绿谷摇了摇头,把火把插在离人鱼远一点的地方,他从瓶子里取出了鳞片放在人鱼的面前,他带着柔软又腼腆的笑意:
“你的鳞片比我的瓶子珍贵,这个交易从头到尾都不公平,我不能接受瓶子,也不能接受你的鳞片。”

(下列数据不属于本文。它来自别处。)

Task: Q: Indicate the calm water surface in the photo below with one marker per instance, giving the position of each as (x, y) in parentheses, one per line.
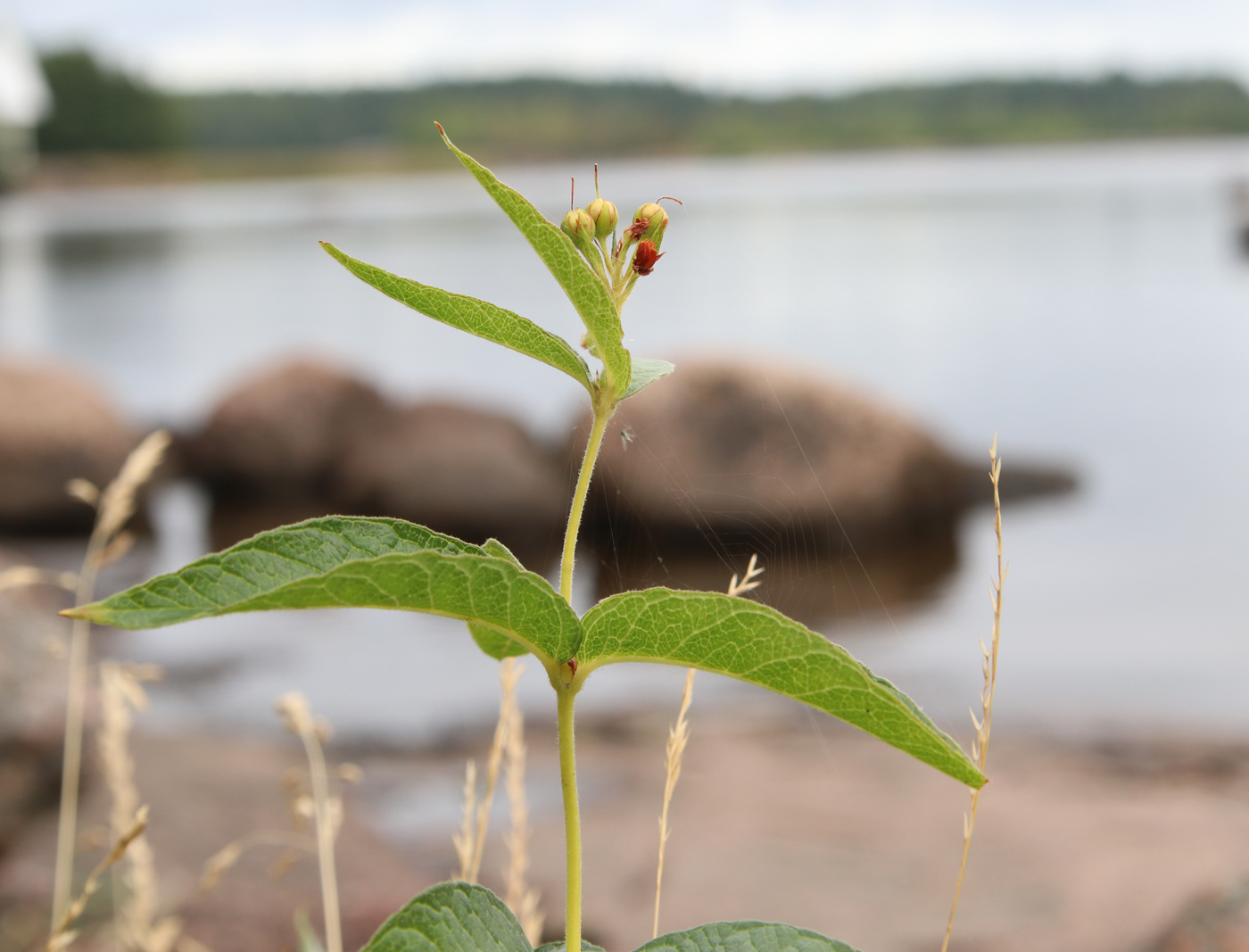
(1087, 303)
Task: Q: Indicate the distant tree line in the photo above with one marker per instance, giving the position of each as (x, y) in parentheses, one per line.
(97, 109)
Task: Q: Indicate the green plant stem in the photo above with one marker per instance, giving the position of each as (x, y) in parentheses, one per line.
(571, 818)
(578, 498)
(325, 836)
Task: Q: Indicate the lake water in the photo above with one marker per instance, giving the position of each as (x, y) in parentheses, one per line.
(1088, 303)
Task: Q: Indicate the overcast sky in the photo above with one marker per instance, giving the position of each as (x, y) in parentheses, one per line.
(740, 46)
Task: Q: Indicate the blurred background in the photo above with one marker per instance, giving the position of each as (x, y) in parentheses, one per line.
(905, 228)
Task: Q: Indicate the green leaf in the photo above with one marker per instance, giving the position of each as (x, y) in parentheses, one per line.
(492, 546)
(339, 562)
(646, 371)
(490, 642)
(761, 646)
(745, 937)
(472, 315)
(451, 917)
(589, 294)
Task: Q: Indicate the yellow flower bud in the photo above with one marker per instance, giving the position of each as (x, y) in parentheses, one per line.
(649, 224)
(578, 225)
(603, 215)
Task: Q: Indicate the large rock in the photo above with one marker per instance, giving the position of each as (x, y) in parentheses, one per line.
(281, 434)
(309, 440)
(730, 449)
(54, 426)
(458, 470)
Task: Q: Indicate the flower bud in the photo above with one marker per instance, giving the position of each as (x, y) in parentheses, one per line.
(649, 222)
(645, 258)
(578, 225)
(603, 215)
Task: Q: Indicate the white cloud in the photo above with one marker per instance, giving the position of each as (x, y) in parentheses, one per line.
(740, 46)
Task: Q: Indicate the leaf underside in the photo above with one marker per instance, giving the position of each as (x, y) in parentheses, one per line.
(472, 315)
(462, 917)
(758, 645)
(646, 371)
(340, 562)
(451, 917)
(570, 269)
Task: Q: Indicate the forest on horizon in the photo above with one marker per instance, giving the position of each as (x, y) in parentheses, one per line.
(103, 110)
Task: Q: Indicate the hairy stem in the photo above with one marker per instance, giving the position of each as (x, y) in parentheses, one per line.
(571, 820)
(578, 498)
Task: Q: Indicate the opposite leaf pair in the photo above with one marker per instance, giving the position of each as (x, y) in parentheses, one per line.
(341, 561)
(461, 917)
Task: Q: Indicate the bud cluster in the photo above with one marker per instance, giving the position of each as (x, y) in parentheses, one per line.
(618, 260)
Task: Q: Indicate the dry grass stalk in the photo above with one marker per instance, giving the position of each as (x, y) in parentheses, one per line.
(465, 841)
(989, 668)
(508, 675)
(749, 583)
(135, 890)
(678, 735)
(327, 810)
(224, 860)
(62, 935)
(522, 899)
(115, 506)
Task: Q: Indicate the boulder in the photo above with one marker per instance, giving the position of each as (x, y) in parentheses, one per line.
(54, 426)
(727, 449)
(308, 440)
(281, 434)
(462, 471)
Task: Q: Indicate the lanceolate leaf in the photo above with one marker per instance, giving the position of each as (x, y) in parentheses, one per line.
(451, 917)
(745, 937)
(646, 371)
(490, 642)
(472, 315)
(570, 269)
(756, 643)
(340, 562)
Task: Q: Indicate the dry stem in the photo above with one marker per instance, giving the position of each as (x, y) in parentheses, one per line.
(116, 505)
(62, 936)
(678, 735)
(327, 810)
(465, 840)
(134, 915)
(989, 667)
(522, 899)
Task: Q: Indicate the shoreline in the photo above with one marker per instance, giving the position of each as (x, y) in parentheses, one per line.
(1080, 846)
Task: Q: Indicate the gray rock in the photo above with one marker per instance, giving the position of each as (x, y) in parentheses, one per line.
(54, 426)
(281, 434)
(458, 470)
(308, 440)
(728, 446)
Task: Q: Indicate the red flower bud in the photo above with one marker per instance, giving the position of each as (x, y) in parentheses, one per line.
(645, 258)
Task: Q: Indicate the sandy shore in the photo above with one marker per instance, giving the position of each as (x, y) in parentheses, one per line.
(1080, 846)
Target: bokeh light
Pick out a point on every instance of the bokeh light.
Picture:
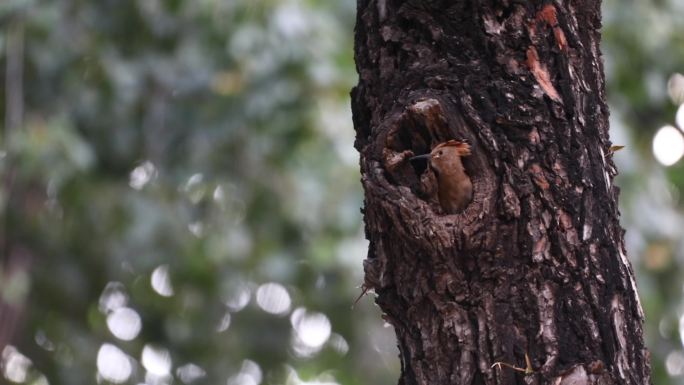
(273, 298)
(668, 145)
(124, 323)
(113, 364)
(156, 360)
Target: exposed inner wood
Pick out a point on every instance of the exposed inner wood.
(535, 265)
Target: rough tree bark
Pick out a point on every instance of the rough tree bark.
(535, 265)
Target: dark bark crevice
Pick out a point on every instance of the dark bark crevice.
(535, 264)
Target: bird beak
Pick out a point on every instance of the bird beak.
(424, 156)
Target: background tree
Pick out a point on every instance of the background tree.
(135, 113)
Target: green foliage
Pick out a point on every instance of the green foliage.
(199, 192)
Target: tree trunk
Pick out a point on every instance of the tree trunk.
(535, 265)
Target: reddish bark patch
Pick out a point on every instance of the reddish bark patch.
(541, 74)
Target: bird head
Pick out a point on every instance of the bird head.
(446, 155)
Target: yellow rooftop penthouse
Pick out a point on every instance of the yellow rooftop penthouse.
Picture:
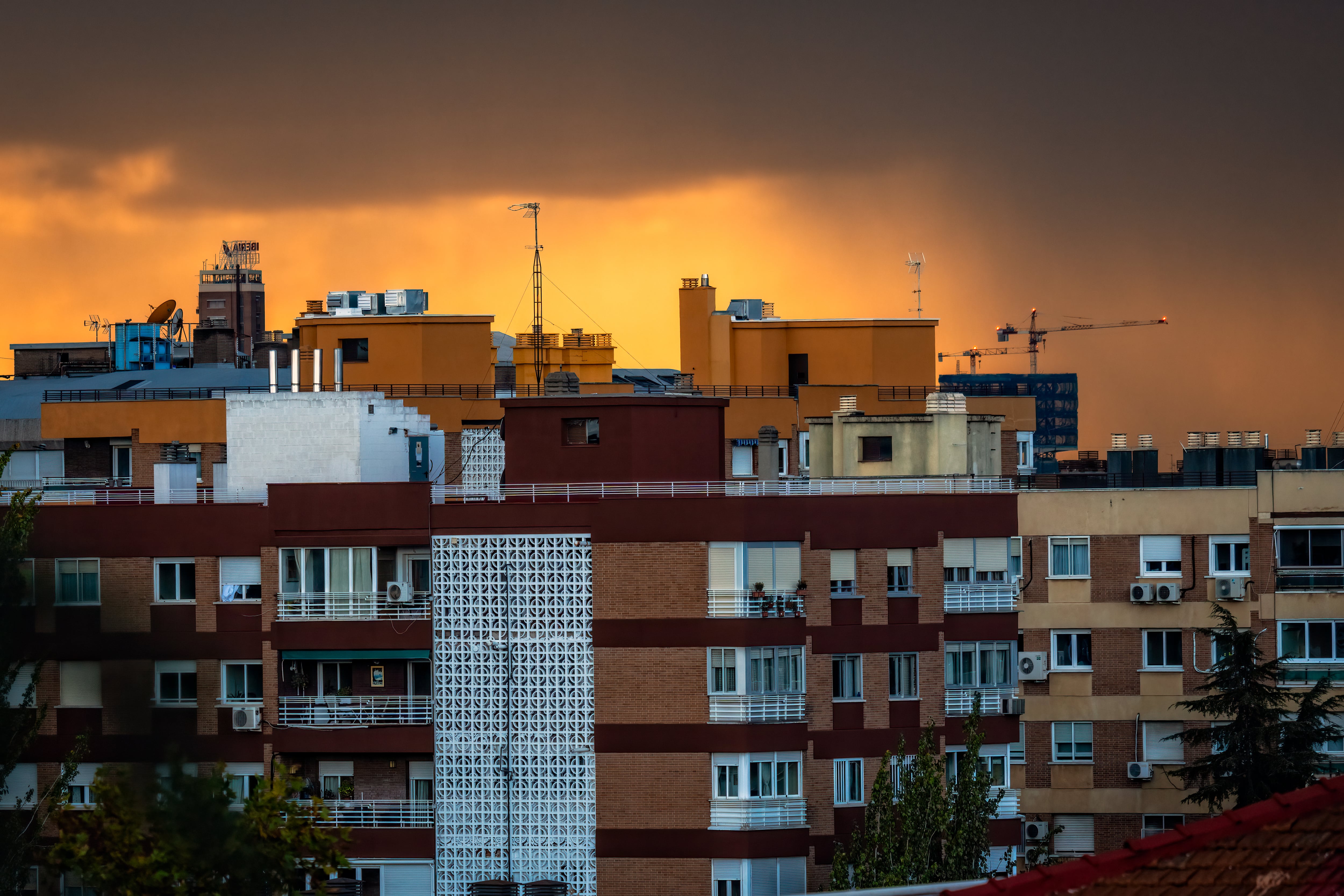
(748, 346)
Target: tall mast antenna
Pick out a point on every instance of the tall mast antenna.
(916, 267)
(534, 210)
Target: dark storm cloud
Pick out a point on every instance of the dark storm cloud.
(1073, 111)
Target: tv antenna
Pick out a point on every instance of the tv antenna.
(916, 265)
(534, 210)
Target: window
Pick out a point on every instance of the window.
(775, 669)
(1162, 649)
(842, 571)
(849, 774)
(1160, 743)
(847, 676)
(1158, 824)
(175, 579)
(241, 683)
(77, 581)
(979, 664)
(1159, 555)
(1230, 555)
(904, 676)
(742, 460)
(81, 683)
(898, 570)
(874, 449)
(1312, 640)
(1069, 558)
(1072, 741)
(175, 682)
(1310, 547)
(581, 431)
(354, 351)
(1073, 651)
(240, 578)
(724, 671)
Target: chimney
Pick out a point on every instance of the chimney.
(768, 454)
(945, 404)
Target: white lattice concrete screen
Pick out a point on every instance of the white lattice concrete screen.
(554, 789)
(483, 460)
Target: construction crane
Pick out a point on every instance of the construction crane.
(1035, 339)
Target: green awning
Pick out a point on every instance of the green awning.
(354, 655)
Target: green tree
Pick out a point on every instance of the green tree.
(179, 837)
(1261, 746)
(923, 824)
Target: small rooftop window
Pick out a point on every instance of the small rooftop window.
(581, 431)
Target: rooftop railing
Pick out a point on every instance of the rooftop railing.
(350, 605)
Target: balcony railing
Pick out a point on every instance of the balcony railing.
(1332, 581)
(759, 708)
(957, 703)
(980, 597)
(354, 712)
(1304, 673)
(334, 605)
(756, 815)
(376, 813)
(741, 604)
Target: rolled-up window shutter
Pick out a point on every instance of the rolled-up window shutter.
(900, 557)
(1156, 747)
(1077, 835)
(240, 570)
(991, 555)
(959, 553)
(788, 566)
(761, 566)
(724, 566)
(842, 566)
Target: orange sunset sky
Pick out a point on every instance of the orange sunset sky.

人鱼沉默着,他不接绿谷递给他装着自己鳞片的瓶子,连尾巴都不晃了,孤零零地停在水面里,绿谷又往前面递了一点,人鱼低低地开口了,绿谷眼神空了一下,他被带到一个玄妙的接受声音的世界里,他听到面前的人鱼对他说:
“我看到你接受另一条人鱼的鳞片了。”
人鱼伸出手拨弄了两下绿谷手上自己的鳞片,他低着头发尾湿漉漉地往下滴水,轻声问道:
“你是不喜欢我的鳞片的颜色吗?”
他看着绿谷:“你不喜欢银色吗?”
第六章
人鱼的瞳色带着海洋的涟漪和波浪,湛蓝和清透的浅灰色,是人类眼睛没有的纯粹的美丽颜色,他的手乖顺地趴放在船边仰头望着绿谷,仿佛一个路过来讨要彩色玻璃糖纸的孩子,而不是一个想要掳走水手的深海凶兽,他歪着头看绿谷:
“你不喜欢银色吗?”
绿谷还没来得及回答什么话,就看到人鱼猛地撑着船边从水里窜了出来,沾着海水的蹼牢牢地捧着他的脸,咸湿的海水滴透水手脏兮兮的麻布领口,人鱼贴在呆愣的绿谷的鼻尖,他没有呼吸也不会呼吸,耳鳍轻轻颤动着,绿谷在如此近的距离下几乎能看到隐藏在耳鳍金属色的鳞片下舒张的血管,他被人鱼垂下眼睫在一片慌乱里不容拒绝地吻住,人鱼纤长睫毛上的水珠滴落在他们相贴的唇瓣上,太快了,绿谷甚至来不及取火把,他目眩神迷,只能感到带着一点点咸味的这个吻里不断上升的气泡在他口腔里炸开,他像是被人鱼一起坠落到了全是碳酸气泡的麦芽酒里。
“噗通——”
人鱼环住水手的背带他跌入了海里,无人踏足的船边只有一柄燃烧的火把,独自照亮这篇无法驱赶人鱼的深夜海面。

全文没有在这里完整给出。